Nächste Eskalationsstufe bei Nichteinigung: Ab Dienstag droht ein Streik in allen städtischen Kitas

Nächste Eskalationsstufe bei Nichteinigung : Ab Dienstag droht ein Streik in allen städtischen Kitas

Schon das Wetter Mittwochmorgens machte deutlich: Die Zeichen stehen auf Sturm. Rund 100 Erziehungskräfte und Pädagogen aus städtischen Kindertagesstätten und offenen Ganztagsschulen hatten dieses Mal in Tannenbusch und Dransdorf ihre Arbeit niedergelegt und sich vor der Kita Ostpreußenstraße versammelt.

Am Donnerstag werden wohl die meisten städtischen Kindergärten in Bonn geschlossen bleiben. Denn dann wollen die städtischen Erziehungskräfte mit rund 3000 Kollegen aus ganz NRW in der Bonner Innenstadt bei einer Demonstration ab 10 Uhr ihren Forderungen vor allem nach einer besseren Bezahlung lautstark Nachdruck verleihen. Die Polizei geht von starken Verkehrsbehinderungen aus.

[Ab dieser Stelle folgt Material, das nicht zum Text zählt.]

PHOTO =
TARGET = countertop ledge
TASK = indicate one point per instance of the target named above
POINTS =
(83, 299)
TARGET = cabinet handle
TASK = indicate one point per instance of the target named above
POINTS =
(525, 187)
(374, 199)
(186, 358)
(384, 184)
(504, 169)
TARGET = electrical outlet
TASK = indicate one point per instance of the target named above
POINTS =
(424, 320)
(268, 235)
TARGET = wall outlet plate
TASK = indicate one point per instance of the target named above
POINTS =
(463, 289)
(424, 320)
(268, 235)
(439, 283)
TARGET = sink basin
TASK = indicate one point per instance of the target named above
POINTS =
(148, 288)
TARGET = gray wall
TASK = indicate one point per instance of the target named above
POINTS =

Und sollten sich die Parteien nicht einigen, dann wird der Streik voraussichtlich nächste Woche fortgesetzt, machte der Bonner Komba-Chef Christoph Busch bei der Demo in der Ostpreußenstraße deutlich. Starker Wind und Regen drohte währenddessen das Zelt vor der Kita umzuwerfen, unter dem viele der Streikenden Schutz gesucht hatten. Vereinzelt waren auch Erzieher aus anderen Stadtteilen zur Kundgebung gekommen, um sich mit den Demonstranten aus dem Bonner Norden zu solidarisieren. Das Gros der Erziehungskräfte ist bei der Komba-Gewerkschaft organisiert, aber auch die Gewerkschaft Erziehung und Wissenschaft (GEW) war gut vertreten.

"Ich freue mich sehr, dass die Kollegen von der GEW auch gekommen sind", sagte Busch, "denn die Gewerkschaften müssen unbedingt gemeinsam agieren, um zum Ziel zu kommen." Dabei erklärte er, dass man sich bisher auf einen wellenartigen Streik verständigt habe, weil sich die Gewerkschaften einen Vollstreik als nächste Eskalationsstufe vorbehalten wollten.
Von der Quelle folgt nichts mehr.